36. MECHANISM OF LIGASE ACTION
• The mechanism of DNA ligase is to form two covalent Phosphodiester bonds between
3` hydroxyl ends of one nucleotide, ("acceptor") with the 5` phosphate end of another
of another ("donor").
• ATP is required for the ligase reaction, which proceeds in three steps:
• 1) adenylation (addition of AMP) of a lysine residue in the active center of the
enzyme, pyrophosphate is released;
• 2) transfer of the AMP to the 5' phosphate of the so-called donor, formation of a
pyrophosphate bond;
• 3) formation of a phosphodiester bond between the 5' phosphate of the donor and
the 3’ hydroxyl of the acceptor.
41. E.COLI DNA LIGASE
• The E.coli DNA ligase is encoded by the lig gene.

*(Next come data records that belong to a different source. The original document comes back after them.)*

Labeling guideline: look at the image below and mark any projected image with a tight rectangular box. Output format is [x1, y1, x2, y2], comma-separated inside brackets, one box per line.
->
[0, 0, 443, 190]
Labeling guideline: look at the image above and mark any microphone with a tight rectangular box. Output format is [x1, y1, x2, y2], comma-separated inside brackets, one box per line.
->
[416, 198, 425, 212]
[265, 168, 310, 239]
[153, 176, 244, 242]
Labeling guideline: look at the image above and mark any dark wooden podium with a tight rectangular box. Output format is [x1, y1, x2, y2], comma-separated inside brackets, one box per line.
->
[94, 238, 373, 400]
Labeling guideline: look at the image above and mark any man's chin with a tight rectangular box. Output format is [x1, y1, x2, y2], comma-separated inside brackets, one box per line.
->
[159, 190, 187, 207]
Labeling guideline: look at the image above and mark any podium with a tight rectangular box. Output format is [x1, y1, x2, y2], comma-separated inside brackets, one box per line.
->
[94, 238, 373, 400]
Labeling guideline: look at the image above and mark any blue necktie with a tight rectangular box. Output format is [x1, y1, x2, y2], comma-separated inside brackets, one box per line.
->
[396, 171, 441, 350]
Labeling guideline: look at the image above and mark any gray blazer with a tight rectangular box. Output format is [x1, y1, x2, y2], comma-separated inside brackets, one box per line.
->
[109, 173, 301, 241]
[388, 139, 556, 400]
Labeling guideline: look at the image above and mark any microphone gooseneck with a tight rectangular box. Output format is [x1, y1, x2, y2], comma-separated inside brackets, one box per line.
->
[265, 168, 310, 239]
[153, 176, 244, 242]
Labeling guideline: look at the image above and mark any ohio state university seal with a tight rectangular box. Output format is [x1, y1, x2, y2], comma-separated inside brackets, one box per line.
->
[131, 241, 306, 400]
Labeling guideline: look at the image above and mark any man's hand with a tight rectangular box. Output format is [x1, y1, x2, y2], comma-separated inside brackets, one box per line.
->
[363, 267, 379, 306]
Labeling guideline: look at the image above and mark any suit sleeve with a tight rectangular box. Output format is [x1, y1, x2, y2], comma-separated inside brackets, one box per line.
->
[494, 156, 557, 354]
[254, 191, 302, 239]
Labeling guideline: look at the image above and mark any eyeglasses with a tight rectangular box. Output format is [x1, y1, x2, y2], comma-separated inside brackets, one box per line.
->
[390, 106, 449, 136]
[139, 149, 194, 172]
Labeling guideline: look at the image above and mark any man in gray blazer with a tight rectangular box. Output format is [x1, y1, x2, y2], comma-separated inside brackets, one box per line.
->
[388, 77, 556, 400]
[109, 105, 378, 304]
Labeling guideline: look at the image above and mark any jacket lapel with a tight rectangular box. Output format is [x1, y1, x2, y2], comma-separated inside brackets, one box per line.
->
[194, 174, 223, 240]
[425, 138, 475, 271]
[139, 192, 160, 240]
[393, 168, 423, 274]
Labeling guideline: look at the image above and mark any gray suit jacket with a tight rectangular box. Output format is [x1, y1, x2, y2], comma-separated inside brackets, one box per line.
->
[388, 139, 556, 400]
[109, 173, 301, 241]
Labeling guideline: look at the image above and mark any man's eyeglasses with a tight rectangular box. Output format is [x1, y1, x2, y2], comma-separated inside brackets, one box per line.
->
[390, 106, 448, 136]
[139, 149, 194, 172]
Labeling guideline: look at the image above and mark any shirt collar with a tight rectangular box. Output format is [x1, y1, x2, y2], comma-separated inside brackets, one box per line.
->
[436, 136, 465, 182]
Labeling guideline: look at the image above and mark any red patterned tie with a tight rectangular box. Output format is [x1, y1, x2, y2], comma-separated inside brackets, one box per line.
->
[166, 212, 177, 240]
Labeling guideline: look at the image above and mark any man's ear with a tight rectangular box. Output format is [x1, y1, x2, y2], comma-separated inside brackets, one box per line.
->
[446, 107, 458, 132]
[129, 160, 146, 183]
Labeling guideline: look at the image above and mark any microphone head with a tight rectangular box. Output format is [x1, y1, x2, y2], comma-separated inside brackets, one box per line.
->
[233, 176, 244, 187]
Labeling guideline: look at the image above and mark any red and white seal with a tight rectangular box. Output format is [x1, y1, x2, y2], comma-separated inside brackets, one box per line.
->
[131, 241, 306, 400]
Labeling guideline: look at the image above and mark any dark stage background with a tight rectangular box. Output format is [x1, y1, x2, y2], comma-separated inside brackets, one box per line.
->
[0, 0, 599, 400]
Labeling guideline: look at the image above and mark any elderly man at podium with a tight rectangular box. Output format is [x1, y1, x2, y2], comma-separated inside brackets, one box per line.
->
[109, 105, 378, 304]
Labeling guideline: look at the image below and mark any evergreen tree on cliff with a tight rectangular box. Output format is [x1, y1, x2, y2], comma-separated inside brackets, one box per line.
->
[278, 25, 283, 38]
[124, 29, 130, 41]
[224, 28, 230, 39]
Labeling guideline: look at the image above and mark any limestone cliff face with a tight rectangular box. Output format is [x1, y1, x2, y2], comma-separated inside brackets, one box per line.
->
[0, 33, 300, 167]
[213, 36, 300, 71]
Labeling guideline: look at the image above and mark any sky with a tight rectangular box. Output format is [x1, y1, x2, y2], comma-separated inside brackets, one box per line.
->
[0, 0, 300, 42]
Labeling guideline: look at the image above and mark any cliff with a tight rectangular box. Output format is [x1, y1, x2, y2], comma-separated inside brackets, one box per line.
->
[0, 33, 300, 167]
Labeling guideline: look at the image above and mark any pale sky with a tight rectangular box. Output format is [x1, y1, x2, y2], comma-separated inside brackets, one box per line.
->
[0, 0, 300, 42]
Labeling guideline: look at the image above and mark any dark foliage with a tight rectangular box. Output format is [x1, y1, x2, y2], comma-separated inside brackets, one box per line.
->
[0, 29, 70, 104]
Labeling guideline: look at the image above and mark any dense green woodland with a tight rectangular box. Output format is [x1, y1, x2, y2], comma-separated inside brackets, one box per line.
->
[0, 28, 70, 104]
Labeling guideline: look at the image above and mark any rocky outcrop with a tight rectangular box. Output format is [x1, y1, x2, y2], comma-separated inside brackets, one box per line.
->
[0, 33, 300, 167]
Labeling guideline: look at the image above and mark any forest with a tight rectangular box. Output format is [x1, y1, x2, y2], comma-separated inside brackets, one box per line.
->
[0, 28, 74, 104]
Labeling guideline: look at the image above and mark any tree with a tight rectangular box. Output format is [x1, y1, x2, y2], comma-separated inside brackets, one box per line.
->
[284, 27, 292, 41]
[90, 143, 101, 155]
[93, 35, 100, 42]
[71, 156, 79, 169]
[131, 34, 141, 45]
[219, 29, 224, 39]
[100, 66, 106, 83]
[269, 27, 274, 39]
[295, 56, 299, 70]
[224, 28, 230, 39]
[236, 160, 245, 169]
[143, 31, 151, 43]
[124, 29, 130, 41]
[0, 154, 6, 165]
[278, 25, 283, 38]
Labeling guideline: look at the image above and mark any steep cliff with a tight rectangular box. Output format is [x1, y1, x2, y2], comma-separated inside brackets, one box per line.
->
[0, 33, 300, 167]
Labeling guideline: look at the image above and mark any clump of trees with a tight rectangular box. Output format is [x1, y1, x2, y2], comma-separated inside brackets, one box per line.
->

• DNA ligase in E.coli, as well as most prokaryotes, uses energy gained by
cleaving nicotinamide adenine dinucleotide (NAD) to create the
phosphodiester bond.
• It does not ligate blunt-ended DNA except under conditions of molecular
crowding with Polyethylene glycol, and cannot join RNA to DNA
efficiently.
42. T4 DNA LIGASE
• The DNA ligase from bacteriophage T4 is the ligase most commonly used in laboratory
research.
• It can ligate cohesive or “sticky ends” of DNA, oligonucleotides, as well as RNA and
RNA-DNA hybrids, but not single-stranded nucleic acids.
• It can also ligate blunt – ended DNA with much greater efficiency than E.coli DNA
ligase.
• Unlike E. coli DNA ligase, T4 DNA ligase cannot utilize NAD and it uses ATP as a
cofactor.
• Some engineering has been done to improve the in vitro activity of T4 DNA ligase.